Les Muses françaises (Gérard)/Adélaïde Dufrénoy

Les Muses françaisesFasquelle (Collection : Bibliothèque Charpentier) (p. 88-91).

1765-1825

ADÉLAÏDE DUFRÉNOY

Sous un ciel mal ensoleillé,
D’abord sa vie est assez triste,
Car son mari, pauvre greffier,
Devient aveugle ; elle l’assiste ;

Et c’est elle, patiemment,
Qui, de son aimable écriture,
Transcrit les arrêts, jugements
Et tous actes de procédure.

Pourtant, elle trouve le temps,
Dans l’étude aux murs de tristesse,
D’écrire d’aimables romans
Pour l’enfance et pour la jeunesse.

Et puis la voici veuve un jour…
Et, dans un déjeuner champêtre,
Elle rencontre enfin l’amour
Qu’elle attendait sans le connaître.

Cet amant, qu’apporte l’été,
C’est Fontanes, le grand Fontanes,
Maître de l’Université…
L’ombre tremblante d’un platane


Rapproche leurs fronts amoureux…
Et voici qu’elle est son amie
Juste alors qu’il fait son fameux
Poème sur l’astronomie…

Un astronome pour amant
C’est un amant plein de ressource ;
Mais qui vous quitte brusquement
Pour Vénus ou pour la grande Ourse…

Près de cet amant qui rêva,
Elle est une muse suprême !
Mais, lorsque Fontanes s’en va,
Elle n’est plus rien qu’elle-même :

Adélaïde Dufrénoy,
Pauvre femme aux brusques alarmes,
Qui passait mille fois par mois
Des pleurs aux chants, du rire aux larmes…

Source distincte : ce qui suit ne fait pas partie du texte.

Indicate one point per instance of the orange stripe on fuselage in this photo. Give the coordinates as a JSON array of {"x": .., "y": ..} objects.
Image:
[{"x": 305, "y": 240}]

Caprice éternel !… C’est pourquoi
Les pages des dictionnaires
Disent : « Madame Dufrénoy
Avait bien mauvais caractère. »

Et c’est le reproche toujours
Que feront les anthologies
À ce corps bien fait pour l’amour,
À ce cœur mal fait pour la vie…

Hélas ! pour avoir autrefois
Transcrit les torts, les préjudices,
Elle gardait au bout des doigts
L’encre sombre de la Justice ;


Elle savait tous les dessous
De la loi morale et morose :
Qu’on vous prend jusqu’au dernier sou
Sitôt qu’on donne quelque chose ;

Qu’on ne peut jamais se fier
Au rêve qu’on a cru construire,
Et que l’amour est un huissier
Qui prend jusqu’au dernier sourire…


Séparateur

L’AMOUR

Passer ses jours à désirer
Sans trop sçavoir ce qu’on désire ;
Au même instant rire et pleurer,
Sans raison de pleurer et sans raison de rire ;
Redouter, le matin, et, le soir, souhaiter
D’avoir toujours droit à se plaindre ;
Craindre quand on doit se flatter,
Et se flatter quand on doit craindre ;
Adorer, haïr son tourment ;
À la fois s’effrayer, se jouer des entraves,
Glisser légèrement sur les affaires graves
Pour traiter un rien gravement ;
Se montrer, tour à tour, dissimulé, sincère,
Timide, audacieux, crédule, méfiant ;
Trembler, en tout sacrifiant,
De n’en point encore assez faire ;
Soupçonner les amis qu’on devrait estimer,
Être le jour, la nuit, en guerre avec soi-même :
Voilà ce qu’on se plaint de sentir quand on aime,
Et de ne plus sentir quand on cesse d’aimer.